Le patron de la brasserie Rex, située sur le place du Brill à Esch, reste optimiste, malgré la fermeture imposée de son bistrot. Il espère que ses fidèles clients – et les autres – reviendront.
Comme beaucoup de cafetiers, Louis, le patron de la brasserie Rex à Esch-sur-Alzette, a appris la nouvelle dimanche soir, au terme du Conseil de gouvernement extraordinaire. Sa première réaction était teintée de surprise, mais aussi de déception : «Ce fut très brusque comme annonce… Pour ma part, ainsi que pour mes clients, ce fut un moment forcément émotionnel», souligne celui qui tient la brasserie depuis une douzaine d’années.

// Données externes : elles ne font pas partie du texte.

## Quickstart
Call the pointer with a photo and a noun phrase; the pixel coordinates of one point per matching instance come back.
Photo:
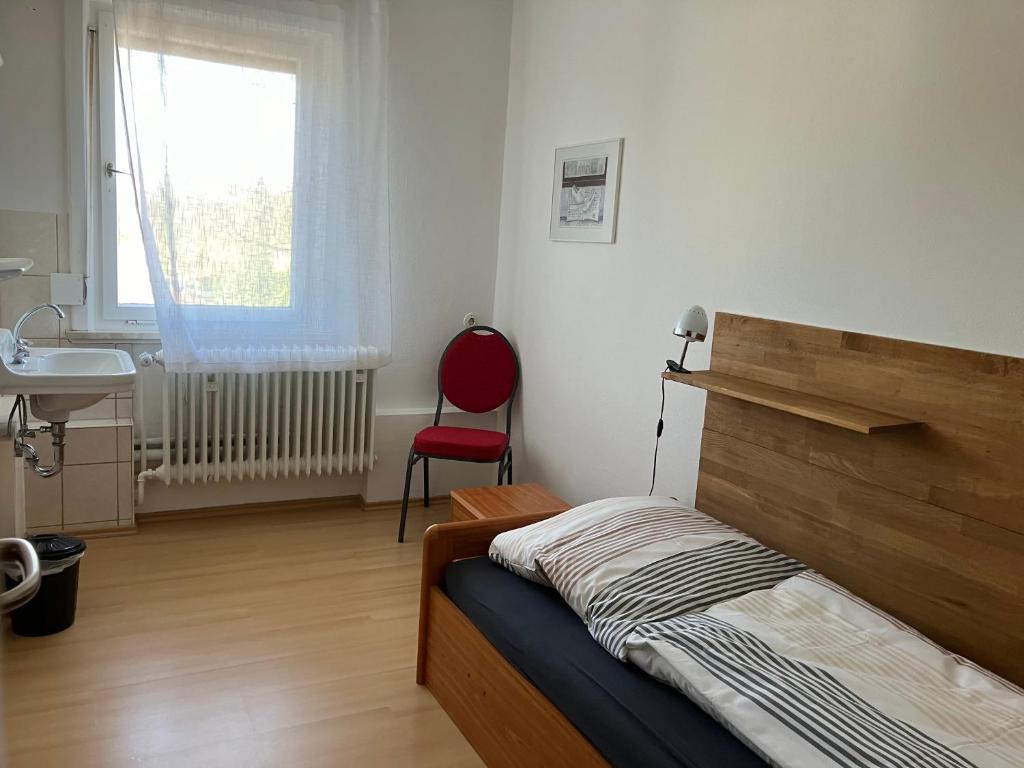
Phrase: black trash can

Il faut savoir que Louis – dit «Lou» – accueille depuis des années des personnes qu’il ne considère plus comme des clients à proprement parler, mais comme «une famille» : «Ils se sentent bien ici, rigolent ensemble… et ils discutent de l’actualité et des sujets de société. Cette fonction sociale est maintenant amenée à disparaître», souligne-t-il, tout en restant optimiste, car il est certain que cette fermeture forcée sera temporaire, même s’il reste dans l’inconnu.
«Fermeture… mais jusqu’à quand ?»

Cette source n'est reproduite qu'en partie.